Alpentäler und Gebirge gehören auch zur Schweiz:
Der Luftkampf im Alpenraum ist besonders anspruchsvoll. Übungsflüge mit Kampfflugzeugen im Gebirge und in Alpentälern gehören zu einem glaubwürdigen Training.
Die gänzliche Auslagerung der Übungsflüge ins Ausland ist unsicher, ungenügend, für Schweizer Verhältnisse nur bedingt anwendbar und sehr aufwendig. Weder Ausbildung noch Training der Kampfjetpiloten und des Bodenpersonals könnten gewährleistet werden.

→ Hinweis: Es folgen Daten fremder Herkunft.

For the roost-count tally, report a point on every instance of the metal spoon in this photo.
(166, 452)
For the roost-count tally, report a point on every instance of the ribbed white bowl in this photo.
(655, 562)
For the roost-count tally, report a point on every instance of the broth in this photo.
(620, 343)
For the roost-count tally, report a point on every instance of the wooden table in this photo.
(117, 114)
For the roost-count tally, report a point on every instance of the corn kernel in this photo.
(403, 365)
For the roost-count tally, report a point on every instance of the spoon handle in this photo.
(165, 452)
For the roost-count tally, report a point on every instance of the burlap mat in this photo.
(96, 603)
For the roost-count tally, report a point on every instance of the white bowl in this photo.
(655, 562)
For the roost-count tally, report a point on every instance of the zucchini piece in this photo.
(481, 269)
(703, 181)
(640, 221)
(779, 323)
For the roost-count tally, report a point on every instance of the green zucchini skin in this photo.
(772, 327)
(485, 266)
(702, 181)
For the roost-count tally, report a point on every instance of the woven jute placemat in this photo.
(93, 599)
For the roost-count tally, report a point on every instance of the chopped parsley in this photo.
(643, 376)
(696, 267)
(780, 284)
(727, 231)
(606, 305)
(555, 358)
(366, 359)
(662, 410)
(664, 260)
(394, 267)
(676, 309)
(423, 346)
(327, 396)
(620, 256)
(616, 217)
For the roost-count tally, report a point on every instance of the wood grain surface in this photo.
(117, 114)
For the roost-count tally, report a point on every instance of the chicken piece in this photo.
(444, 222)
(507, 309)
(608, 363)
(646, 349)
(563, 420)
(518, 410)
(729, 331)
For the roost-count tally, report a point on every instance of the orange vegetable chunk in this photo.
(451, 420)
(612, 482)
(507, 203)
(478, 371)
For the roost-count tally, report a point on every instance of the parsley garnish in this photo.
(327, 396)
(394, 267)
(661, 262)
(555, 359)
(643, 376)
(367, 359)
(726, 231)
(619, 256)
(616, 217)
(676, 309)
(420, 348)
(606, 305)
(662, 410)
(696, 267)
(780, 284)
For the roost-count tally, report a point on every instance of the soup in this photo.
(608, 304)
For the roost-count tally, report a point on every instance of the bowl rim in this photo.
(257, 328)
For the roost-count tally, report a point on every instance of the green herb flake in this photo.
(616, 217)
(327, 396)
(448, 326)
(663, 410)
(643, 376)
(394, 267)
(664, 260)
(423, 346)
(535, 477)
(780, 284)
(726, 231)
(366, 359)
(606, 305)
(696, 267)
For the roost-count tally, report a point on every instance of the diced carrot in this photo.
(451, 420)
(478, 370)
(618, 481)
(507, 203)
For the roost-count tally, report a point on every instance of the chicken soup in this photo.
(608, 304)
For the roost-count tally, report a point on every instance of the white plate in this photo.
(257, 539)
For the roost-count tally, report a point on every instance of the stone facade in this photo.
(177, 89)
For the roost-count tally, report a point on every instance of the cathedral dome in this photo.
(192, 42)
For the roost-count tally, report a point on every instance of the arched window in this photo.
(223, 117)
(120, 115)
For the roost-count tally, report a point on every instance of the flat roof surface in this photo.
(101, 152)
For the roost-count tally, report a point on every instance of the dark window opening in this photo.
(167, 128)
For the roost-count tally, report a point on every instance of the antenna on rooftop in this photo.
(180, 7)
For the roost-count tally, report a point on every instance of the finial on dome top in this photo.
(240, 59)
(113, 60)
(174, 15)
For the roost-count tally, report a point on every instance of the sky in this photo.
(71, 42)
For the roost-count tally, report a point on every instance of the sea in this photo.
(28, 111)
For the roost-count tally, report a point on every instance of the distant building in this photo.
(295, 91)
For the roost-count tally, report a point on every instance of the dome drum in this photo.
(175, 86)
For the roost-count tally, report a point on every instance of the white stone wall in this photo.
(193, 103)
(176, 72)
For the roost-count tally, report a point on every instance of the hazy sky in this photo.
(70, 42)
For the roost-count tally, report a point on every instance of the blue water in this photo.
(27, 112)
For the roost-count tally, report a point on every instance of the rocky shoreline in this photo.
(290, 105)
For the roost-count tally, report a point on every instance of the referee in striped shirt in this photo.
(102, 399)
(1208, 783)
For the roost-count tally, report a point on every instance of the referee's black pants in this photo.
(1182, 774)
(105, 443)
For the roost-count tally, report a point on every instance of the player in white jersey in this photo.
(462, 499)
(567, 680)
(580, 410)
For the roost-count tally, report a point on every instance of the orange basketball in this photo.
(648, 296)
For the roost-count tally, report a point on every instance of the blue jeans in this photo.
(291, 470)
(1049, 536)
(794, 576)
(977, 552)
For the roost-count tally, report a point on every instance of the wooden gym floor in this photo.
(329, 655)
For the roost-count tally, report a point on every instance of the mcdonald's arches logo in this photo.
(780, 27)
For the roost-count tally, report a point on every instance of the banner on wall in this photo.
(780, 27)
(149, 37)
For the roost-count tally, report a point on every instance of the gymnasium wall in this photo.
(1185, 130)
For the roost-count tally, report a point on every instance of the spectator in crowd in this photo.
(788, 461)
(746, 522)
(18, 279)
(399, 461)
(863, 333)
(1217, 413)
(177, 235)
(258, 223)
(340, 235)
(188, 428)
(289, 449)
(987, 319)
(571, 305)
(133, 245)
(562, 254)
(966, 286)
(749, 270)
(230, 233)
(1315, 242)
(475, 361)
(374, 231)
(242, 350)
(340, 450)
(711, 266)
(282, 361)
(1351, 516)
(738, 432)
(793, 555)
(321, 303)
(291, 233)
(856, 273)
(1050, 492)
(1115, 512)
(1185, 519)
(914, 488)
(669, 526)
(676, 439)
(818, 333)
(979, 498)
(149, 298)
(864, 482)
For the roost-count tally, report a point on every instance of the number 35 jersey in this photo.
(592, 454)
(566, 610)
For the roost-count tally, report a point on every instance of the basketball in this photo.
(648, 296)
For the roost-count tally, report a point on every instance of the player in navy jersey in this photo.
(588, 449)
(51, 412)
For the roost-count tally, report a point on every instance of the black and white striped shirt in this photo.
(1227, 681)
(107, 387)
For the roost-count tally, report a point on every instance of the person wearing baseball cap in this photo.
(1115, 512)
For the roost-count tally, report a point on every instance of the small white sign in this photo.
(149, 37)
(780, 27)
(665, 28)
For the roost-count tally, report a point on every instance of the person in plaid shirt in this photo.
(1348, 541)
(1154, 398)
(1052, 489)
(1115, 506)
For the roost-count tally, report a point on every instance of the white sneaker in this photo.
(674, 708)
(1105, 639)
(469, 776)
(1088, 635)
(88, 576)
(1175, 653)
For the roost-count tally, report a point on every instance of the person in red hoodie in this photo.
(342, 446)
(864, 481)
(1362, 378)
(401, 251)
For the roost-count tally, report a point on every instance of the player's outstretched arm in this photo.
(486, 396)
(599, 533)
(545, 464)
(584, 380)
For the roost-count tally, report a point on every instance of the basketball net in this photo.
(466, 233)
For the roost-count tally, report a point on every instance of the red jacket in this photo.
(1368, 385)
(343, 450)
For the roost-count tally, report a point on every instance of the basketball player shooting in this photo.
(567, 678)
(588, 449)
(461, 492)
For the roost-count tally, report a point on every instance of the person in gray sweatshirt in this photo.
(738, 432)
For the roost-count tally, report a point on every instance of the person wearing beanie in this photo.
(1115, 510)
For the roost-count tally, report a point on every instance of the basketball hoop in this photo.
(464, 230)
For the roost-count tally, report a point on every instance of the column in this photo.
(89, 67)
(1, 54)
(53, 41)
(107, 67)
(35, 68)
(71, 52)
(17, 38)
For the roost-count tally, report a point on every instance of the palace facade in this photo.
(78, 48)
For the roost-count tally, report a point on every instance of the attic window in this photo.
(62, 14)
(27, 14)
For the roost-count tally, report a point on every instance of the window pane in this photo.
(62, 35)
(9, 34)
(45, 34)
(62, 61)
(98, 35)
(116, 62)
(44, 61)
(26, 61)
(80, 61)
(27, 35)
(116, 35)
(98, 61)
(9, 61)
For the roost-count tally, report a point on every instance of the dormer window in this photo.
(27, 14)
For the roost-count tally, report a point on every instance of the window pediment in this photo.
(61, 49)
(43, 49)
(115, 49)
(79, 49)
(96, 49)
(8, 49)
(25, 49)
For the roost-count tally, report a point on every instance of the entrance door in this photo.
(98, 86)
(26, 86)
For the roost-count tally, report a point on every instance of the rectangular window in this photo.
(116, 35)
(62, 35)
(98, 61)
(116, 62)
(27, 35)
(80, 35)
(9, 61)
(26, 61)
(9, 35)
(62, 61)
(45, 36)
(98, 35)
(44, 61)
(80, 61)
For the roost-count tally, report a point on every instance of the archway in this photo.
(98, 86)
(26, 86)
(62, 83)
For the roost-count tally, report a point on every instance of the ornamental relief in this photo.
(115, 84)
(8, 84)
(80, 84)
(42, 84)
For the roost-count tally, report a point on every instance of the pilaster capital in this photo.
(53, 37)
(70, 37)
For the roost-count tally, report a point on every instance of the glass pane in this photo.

Neutralitätsschutz gefährdet:
Eine Annahme der Initiative würde die Trainingsmöglichkeiten der Luftwaffe derart einschränken, dass ihre Einsatzbereitschaft nicht mehr gewährleistet wäre. Ohne einsatzbereite Luftwaffe könnte die Schweiz ihre Lufthoheit und damit ihre Souveränität und Neutralität nicht mehr glaubwürdig wahren.
Auftrag nicht delegierbar:
Es gilt der Grundsatz: Jedes Land ist für die Sicherheit seines Luftraums selber verantwortlich.